À ce titre ils évoquent les dispositions de l’article 42 alinéa 2 et 3 de la loi du 10 juillet 1965 aux termes desquelles « Les actions en contestation des décisions des assemblées générales doivent, à peine de déchéance, être introduites par les copropriétaires opposants ou défaillants dans un délai de deux mois à compter de la notification du procès-verbal d’assemblée, sans ses annexes.
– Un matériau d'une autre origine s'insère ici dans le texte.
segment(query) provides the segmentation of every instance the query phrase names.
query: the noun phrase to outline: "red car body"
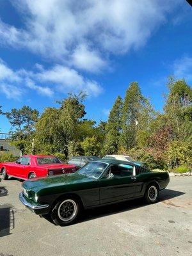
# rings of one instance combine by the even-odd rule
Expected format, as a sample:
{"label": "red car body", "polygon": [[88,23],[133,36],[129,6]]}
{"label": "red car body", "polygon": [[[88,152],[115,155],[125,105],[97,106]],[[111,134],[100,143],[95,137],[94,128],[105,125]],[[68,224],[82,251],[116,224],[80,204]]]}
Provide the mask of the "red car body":
{"label": "red car body", "polygon": [[[45,163],[45,159],[47,162],[57,163]],[[58,158],[53,156],[28,155],[19,157],[15,163],[0,163],[0,172],[3,172],[4,170],[8,177],[26,180],[32,173],[36,177],[42,177],[75,172],[77,168],[74,164],[61,163]]]}

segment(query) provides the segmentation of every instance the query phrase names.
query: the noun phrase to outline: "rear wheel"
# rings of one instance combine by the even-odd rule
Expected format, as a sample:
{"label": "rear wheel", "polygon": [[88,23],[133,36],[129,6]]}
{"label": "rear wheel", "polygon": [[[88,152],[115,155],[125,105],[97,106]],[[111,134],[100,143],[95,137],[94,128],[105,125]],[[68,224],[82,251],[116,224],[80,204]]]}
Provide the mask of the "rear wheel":
{"label": "rear wheel", "polygon": [[149,185],[146,189],[145,199],[148,204],[154,204],[157,202],[159,196],[159,189],[157,185]]}
{"label": "rear wheel", "polygon": [[6,173],[6,168],[4,168],[3,169],[3,171],[2,171],[2,178],[4,179],[4,180],[7,180],[8,179],[8,175],[7,175],[7,173]]}
{"label": "rear wheel", "polygon": [[67,196],[57,202],[51,212],[51,217],[56,225],[67,226],[77,219],[81,205],[76,198]]}
{"label": "rear wheel", "polygon": [[36,175],[33,172],[33,173],[31,173],[29,176],[29,179],[33,179],[33,178],[36,178]]}

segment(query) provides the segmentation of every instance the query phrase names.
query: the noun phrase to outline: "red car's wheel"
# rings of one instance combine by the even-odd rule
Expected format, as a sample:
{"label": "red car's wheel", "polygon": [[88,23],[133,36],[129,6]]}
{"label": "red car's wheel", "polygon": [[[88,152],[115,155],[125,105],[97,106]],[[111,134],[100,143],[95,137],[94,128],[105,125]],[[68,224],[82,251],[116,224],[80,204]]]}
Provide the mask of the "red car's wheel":
{"label": "red car's wheel", "polygon": [[36,178],[36,175],[35,173],[34,173],[34,172],[31,173],[29,176],[29,179],[33,179],[33,178]]}
{"label": "red car's wheel", "polygon": [[8,175],[7,175],[7,173],[6,173],[6,168],[4,168],[3,169],[3,171],[2,171],[2,178],[4,179],[4,180],[7,180],[8,179]]}

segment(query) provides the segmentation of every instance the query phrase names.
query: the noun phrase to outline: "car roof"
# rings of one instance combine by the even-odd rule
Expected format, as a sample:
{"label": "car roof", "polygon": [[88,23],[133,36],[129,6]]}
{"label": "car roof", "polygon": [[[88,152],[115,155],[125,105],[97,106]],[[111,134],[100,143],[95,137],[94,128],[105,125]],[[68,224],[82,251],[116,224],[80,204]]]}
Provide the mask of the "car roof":
{"label": "car roof", "polygon": [[114,156],[114,157],[130,157],[129,156],[125,156],[125,155],[106,155],[105,156]]}
{"label": "car roof", "polygon": [[22,156],[26,156],[26,157],[56,157],[54,156],[51,155],[24,155]]}
{"label": "car roof", "polygon": [[71,159],[80,158],[80,157],[89,158],[89,157],[98,157],[97,156],[73,156]]}
{"label": "car roof", "polygon": [[131,164],[132,166],[137,166],[136,164],[132,162],[127,162],[127,161],[123,161],[123,160],[118,160],[118,159],[98,159],[98,160],[94,160],[92,161],[92,162],[101,162],[101,163],[105,163],[108,164]]}

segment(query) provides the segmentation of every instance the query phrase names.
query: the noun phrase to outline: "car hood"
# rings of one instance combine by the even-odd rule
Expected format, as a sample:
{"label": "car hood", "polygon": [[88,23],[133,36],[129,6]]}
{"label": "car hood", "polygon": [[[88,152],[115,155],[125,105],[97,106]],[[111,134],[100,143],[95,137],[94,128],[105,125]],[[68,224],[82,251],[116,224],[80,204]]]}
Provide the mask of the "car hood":
{"label": "car hood", "polygon": [[39,164],[38,166],[45,167],[48,169],[59,169],[59,168],[72,168],[76,167],[75,164]]}
{"label": "car hood", "polygon": [[27,190],[38,191],[44,188],[57,186],[63,187],[63,186],[84,183],[95,180],[97,179],[76,172],[61,175],[49,176],[45,178],[31,179],[24,181],[22,183],[22,187]]}

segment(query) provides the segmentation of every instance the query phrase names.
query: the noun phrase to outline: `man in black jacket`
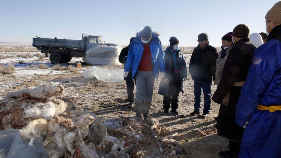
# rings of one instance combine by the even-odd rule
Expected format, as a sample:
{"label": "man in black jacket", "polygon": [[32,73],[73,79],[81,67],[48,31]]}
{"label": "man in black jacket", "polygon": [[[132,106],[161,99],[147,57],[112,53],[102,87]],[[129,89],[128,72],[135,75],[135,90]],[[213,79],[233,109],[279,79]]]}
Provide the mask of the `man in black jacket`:
{"label": "man in black jacket", "polygon": [[[130,43],[132,42],[134,37],[131,38],[130,40]],[[119,62],[122,64],[126,64],[126,60],[127,60],[127,56],[128,56],[128,52],[129,51],[129,48],[130,47],[130,44],[122,49],[119,55]],[[125,66],[125,64],[124,66]],[[128,107],[131,108],[134,106],[134,104],[135,100],[134,98],[134,88],[135,84],[134,81],[133,79],[132,78],[132,71],[130,71],[126,77],[124,77],[124,80],[126,81],[126,84],[127,86],[127,94],[128,94],[128,100],[130,103]]]}
{"label": "man in black jacket", "polygon": [[218,134],[229,140],[229,150],[220,152],[221,157],[238,156],[244,132],[244,128],[235,123],[235,114],[238,98],[256,49],[250,42],[250,32],[249,28],[244,24],[238,25],[233,29],[232,40],[235,45],[229,52],[220,82],[212,98],[218,104],[223,103],[216,125]]}
{"label": "man in black jacket", "polygon": [[206,118],[211,107],[211,86],[214,80],[216,72],[216,60],[218,54],[216,48],[209,44],[208,35],[201,33],[198,35],[198,45],[193,50],[189,64],[189,73],[194,80],[194,111],[193,116],[199,115],[201,102],[201,89],[204,94],[204,110],[201,116]]}

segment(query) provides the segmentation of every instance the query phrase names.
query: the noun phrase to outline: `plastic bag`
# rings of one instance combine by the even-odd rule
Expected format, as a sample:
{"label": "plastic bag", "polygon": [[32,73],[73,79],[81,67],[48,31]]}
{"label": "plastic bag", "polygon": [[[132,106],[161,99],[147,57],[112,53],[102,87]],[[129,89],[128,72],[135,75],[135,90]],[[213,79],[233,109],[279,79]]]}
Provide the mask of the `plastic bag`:
{"label": "plastic bag", "polygon": [[253,33],[250,35],[250,38],[251,43],[254,45],[256,48],[263,44],[263,39],[258,33]]}
{"label": "plastic bag", "polygon": [[87,50],[83,60],[93,65],[121,65],[118,58],[122,49],[120,45],[99,45]]}
{"label": "plastic bag", "polygon": [[84,77],[96,77],[99,81],[106,82],[124,82],[123,71],[109,70],[97,66],[90,68],[82,73]]}
{"label": "plastic bag", "polygon": [[43,141],[36,137],[24,144],[18,129],[0,130],[0,157],[48,157]]}

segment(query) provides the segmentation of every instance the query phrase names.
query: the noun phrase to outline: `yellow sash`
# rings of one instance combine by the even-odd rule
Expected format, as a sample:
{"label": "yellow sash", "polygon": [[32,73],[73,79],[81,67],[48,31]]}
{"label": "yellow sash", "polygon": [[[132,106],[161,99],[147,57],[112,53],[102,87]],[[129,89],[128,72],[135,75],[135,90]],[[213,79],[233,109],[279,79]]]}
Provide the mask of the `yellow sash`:
{"label": "yellow sash", "polygon": [[275,112],[276,110],[281,110],[281,105],[273,105],[267,107],[259,105],[258,105],[258,107],[257,109],[261,110],[269,110],[269,112],[273,113]]}

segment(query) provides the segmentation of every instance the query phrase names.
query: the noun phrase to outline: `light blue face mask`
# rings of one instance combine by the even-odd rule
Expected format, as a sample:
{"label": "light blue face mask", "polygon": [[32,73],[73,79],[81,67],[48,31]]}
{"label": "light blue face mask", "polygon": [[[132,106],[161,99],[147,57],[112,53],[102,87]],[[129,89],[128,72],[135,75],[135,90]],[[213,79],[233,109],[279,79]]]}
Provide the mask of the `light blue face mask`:
{"label": "light blue face mask", "polygon": [[142,39],[141,40],[141,41],[144,44],[147,44],[148,43],[148,42],[149,42],[149,40],[148,41],[144,41]]}
{"label": "light blue face mask", "polygon": [[234,43],[234,41],[235,41],[236,39],[236,37],[235,37],[235,38],[234,39],[234,40],[233,40],[233,39],[232,39],[232,43],[233,43],[233,44],[235,44],[235,43]]}
{"label": "light blue face mask", "polygon": [[173,49],[174,50],[177,50],[179,49],[179,45],[174,45],[174,47],[173,47]]}

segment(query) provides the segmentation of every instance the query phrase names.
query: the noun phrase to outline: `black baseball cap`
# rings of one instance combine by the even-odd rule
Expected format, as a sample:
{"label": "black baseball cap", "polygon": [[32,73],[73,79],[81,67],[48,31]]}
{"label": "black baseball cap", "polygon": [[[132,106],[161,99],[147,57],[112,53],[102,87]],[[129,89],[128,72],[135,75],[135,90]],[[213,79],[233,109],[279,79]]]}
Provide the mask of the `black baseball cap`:
{"label": "black baseball cap", "polygon": [[200,33],[198,35],[198,40],[197,41],[202,42],[204,40],[209,40],[208,38],[208,35],[206,33]]}

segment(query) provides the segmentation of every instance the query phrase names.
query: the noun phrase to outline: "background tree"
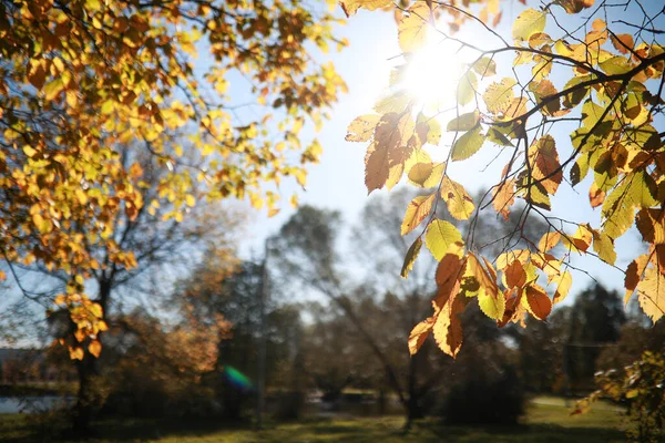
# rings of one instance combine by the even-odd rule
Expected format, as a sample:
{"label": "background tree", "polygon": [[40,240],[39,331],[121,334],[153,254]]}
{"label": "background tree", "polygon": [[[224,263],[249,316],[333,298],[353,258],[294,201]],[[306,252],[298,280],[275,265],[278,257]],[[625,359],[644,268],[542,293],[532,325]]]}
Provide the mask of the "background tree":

Cette notification est réalisée par le syndic dans le délai d’un mois à compter de la tenue de l’assemblée générale.
Sauf urgence, l’exécution par le syndic des travaux décidés par l’assemblée générale en application des articles 25 et 26 de la présente loi est suspendue jusqu’à l’expiration du délai de deux mois mentionné au deuxième alinéa du présent article. ».
Or, supportant la charge de la preuve, ils ne démontrent pas que les travaux auraient été engagés avant l’expiration du délai suscité de deux mois, étant observé que cette affirmation est contredite par une note d’information adressée aux copropriétaires (pièce n°8 du défendeur), faisant état de leur démarrage le mercredi 11 mars 2026.
De plus il ne résulte de la mise en œuvre anticipée des travaux, dont l’urgence est à ce stade retenue, aucun préjudice actuel.
En effet la locatrice d’ouvrage ayant accepté de démarrer son chantier sans avoir été provisionnée, ni le calendrier initial des appels de fonds, ni le montant du marché ne se trouvent modifiés par son acceptation d’une exécution anticipée.
À cet égard, il convient de rappeler que les décisions d’assemblée générale sont exécutoires tant qu’elles n’ont pas été annulées.
Aussi faute de démontrer, avec l’évidence requise en référé, l’existence d’un risque de dommage imminent et/ou d’un trouble manifestement illicite qui procéderait de l’exécution de la résolution d’assemblée générale litigieuse, la demande tendant à la voir suspendre, et celle corrélative de suspension des travaux qu’elle porte, fondée sur l’action en annulation initiée à son encontre devant la juridiction du fond, sont affectées de contestations sérieuses.
En conséquence, il sera dit n’y avoir lieu à référé les concernant.
II. Sur les dépens et les frais irrépétibles :
Il résulte de l’article 491 du code de procédure civile que le juge des référés statue sur les dépens.
Les demandeurs qui succombent, seront condamnés aux entiers dépens de l’instance.
Il serait inéquitable de laisser à la charge du SDC Le Elfes les frais irrépétibles qu’il a exposés à l’occasion de la présente action ; il convient en conséquence de faire droit à sa demande formulée sur le fondement des dispositions de l’article 700 du code de procédure civile, et de condamner les demandeurs à lui verser la somme de 3.000 euros.
PAR CES MOTIFS
Nous, Alain MIELI, juge des référés, statuant publiquement, par ordonnance contradictoire exécutoire immédiatement et en premier ressort, par mise à disposition au greffe.
Tous droits et moyens des parties étant réservés, au principal, renvoyons les parties à se pourvoir ainsi qu’elles aviseront, mais dés à présent, en application des dispositions des articles 6, 9, 834 et 835 du code de procédure civile, 18-1, 25n) de la loi du 10 juillet 1965, 9 et 37 du décret du 17 mars 1967.
Disons n’y avoir lieu à référé sur la demande formulée par Madame [W] [V], Monsieur [P] [K] et Madame [E] [D] tendant à voir ordonner la suspension immédiate de la résolution n°7 de l’assemblée générale du 22 décembre 2025.
Disons n’y avoir lieu à référé sur la demande de Madame [W] [V], Monsieur [P] [K] et Madame [E] [D] tendant à voir ordonner la suspension immédiate des travaux votés par la résolution suscitée, et ce jusqu’à ce qu’il soit définitivement statué sur l’action en annulation introduite devant le tribunal judiciaire de Grasse par exploit du 9 février 2026.
Condamnons Madame [W] [V], Monsieur [P] [K] et Madame [E] [D] aux dépens.
Condamnons Madame [W] [V], Monsieur [P] [K] et Madame [E] [D] à payer au syndicat des copropriétaires de la résidence « [Adresse 1] », pris en la personne de son syndic en exercice le cabinet Boumann Immobilier, la somme de 3.000 euros sur le fondement des dispositions de l’article 700 du code de procédure civile.
Ainsi ordonné et prononcé au tribunal judiciaire de Grasse.